Выбрать главу

Жора сказал, что да, и все пошло по чекистскому плану. Через полгода он уже преподавал рукопашный бой в школе диверсантов в эльзасском городе Конфлансе (Жора произносил его название на немецкий манер: Конфлянц). От него я получил некоторые разъяснения по поводу власовцев. Это материя сложная; скажу только, что наша пропаганда называла власовцами всех русских, согласившихся воевать на стороне немцев, а это не точно. Кроме собственно власовских частей (до армии они по количеству не дотягивали), были еще вкрапления в воинские части вермахта. И всюду - в т.ч. и среди настоящих власовцев - публика была очень неоднородная: идейные бойцы с коммунизмом, карьеристы, а чаше всего - бедолаги, попавшие в плен, наголодавшиеся и голодом загнанные в чужую армию.

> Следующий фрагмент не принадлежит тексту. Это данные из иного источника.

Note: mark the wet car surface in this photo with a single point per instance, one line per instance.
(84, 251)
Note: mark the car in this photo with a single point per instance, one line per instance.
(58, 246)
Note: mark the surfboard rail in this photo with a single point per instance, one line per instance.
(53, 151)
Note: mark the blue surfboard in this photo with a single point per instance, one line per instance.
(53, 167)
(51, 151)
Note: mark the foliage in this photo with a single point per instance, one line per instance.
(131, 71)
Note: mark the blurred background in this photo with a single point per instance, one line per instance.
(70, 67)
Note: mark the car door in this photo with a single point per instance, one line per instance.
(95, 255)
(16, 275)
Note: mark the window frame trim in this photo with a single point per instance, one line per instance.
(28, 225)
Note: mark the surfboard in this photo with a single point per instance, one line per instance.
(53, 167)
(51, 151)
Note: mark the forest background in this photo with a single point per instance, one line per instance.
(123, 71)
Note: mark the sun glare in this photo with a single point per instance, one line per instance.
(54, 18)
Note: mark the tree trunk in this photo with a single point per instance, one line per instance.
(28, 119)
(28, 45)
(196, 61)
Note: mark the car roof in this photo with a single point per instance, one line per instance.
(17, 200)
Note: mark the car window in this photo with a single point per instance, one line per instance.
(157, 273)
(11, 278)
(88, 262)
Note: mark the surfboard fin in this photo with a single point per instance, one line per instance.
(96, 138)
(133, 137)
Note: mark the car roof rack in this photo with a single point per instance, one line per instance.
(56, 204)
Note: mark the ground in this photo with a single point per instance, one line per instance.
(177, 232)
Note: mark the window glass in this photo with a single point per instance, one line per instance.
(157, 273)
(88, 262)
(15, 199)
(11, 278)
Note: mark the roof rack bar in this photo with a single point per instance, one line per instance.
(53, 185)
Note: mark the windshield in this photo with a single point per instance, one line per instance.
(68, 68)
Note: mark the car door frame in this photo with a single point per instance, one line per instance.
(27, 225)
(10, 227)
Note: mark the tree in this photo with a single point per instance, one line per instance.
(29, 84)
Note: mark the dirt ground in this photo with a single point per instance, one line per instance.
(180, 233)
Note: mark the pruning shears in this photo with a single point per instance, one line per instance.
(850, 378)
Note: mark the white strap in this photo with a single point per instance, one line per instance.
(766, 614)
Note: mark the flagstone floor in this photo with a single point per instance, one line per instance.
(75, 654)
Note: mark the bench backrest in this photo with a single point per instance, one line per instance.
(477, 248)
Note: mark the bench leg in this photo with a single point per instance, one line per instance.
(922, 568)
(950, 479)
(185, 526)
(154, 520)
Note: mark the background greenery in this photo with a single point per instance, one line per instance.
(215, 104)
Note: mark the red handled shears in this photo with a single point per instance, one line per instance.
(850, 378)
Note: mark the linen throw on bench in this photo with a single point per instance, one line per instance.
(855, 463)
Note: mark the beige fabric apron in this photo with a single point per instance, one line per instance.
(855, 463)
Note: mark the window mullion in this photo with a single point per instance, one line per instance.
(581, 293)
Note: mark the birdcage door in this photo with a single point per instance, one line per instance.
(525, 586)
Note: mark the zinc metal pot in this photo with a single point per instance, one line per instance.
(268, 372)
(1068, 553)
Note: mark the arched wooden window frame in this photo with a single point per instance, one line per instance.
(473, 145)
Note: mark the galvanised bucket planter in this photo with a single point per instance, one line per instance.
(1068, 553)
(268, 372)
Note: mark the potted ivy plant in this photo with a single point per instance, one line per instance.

Рассказывали и такое: военнопленных заводили в баню, всю одежду отправляли на прожарку - а обратно не возвращали. Помывшимся предлагали надеть серо-зеленую немецкую форму (а иногда - черную, не то голландскую, не то из какой-то прибалтийской республики). Надевай чужую форму или гуляй голышом... Не знаю, так ли было - но чувствую, что очень похоже на правду.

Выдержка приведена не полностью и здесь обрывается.